Because of the pandemic, the center, which opened Oct. 12, is only allowing clients to occupy about 30% of the 135 beds. There are 33 occupants at the moment.
Phase 2 of the renovation will consist of a large remodeling to make the building more homelike by adding more natural light and upgrading the kitchen and putting in a playground.
For years, Portland business leaders and elected officials bitterly debated the fate of the never-used jail, with real estate magnate Jordan Schnitzer among those advocating it be turned into a homeless shelter. Last year, Schnitzer bought the property—and partnered with Evans to use it for transitional housing.
Evans says the Hope Center has overcome one of its long-standing obstacles: transportation to its remote North Portland location. TriMet has agreed to run a bus line to the center.
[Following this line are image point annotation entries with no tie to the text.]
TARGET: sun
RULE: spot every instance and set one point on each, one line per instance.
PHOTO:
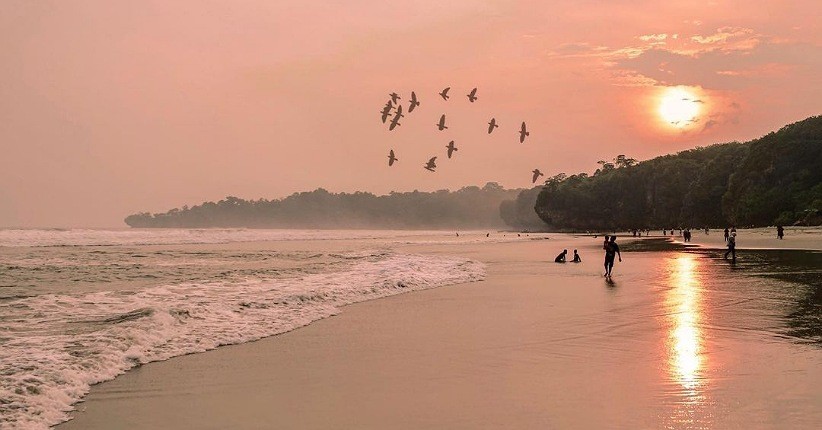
(679, 107)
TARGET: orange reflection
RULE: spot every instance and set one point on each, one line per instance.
(684, 302)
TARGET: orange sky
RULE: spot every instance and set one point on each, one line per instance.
(113, 107)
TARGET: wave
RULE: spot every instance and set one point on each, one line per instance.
(56, 346)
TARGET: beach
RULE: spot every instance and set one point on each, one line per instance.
(679, 339)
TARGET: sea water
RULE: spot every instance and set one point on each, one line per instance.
(78, 307)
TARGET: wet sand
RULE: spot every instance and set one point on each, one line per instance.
(678, 340)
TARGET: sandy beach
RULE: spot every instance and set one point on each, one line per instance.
(677, 340)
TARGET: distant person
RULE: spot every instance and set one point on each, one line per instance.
(611, 251)
(731, 247)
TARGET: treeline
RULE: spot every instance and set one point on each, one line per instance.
(469, 207)
(776, 179)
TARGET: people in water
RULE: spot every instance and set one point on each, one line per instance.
(611, 251)
(731, 247)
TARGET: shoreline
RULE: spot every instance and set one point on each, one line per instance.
(477, 355)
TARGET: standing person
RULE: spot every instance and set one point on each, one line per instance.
(611, 251)
(731, 247)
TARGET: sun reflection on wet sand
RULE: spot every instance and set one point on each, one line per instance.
(684, 348)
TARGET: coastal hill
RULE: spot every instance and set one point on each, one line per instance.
(467, 208)
(776, 179)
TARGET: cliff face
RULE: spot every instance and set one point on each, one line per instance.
(776, 179)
"We've got a lot of really great things moving forward, but it's been a slow process," Evans says. "COVID is really taking a toll on everything: The fundraising aspects, the construction aspects, and it's also taken precedence in how we accept people into our facility right now."
The center is different from other shelters because it has a vetting process that screens potential residents through referrals from other programs, and it's against the center's rules to drink or use drugs there. Now that process is even more limited because of the capacity limitations imposed by COVID-19.
Evans says despite all the hurdles the Hope Center has faced, he is excited about finally being able to help people get their lives back on a firm footing.
"There's a lot of people falling out of the system that are not your average addicts, and they're being pushed into survival mode. We want to make sure we can help those people who are willing to help themselves," Evans says. "When you walk in the place and you see the families and you see the kids and the elderly and you see the people know it's a safe place they can flourish, it's pretty exciting."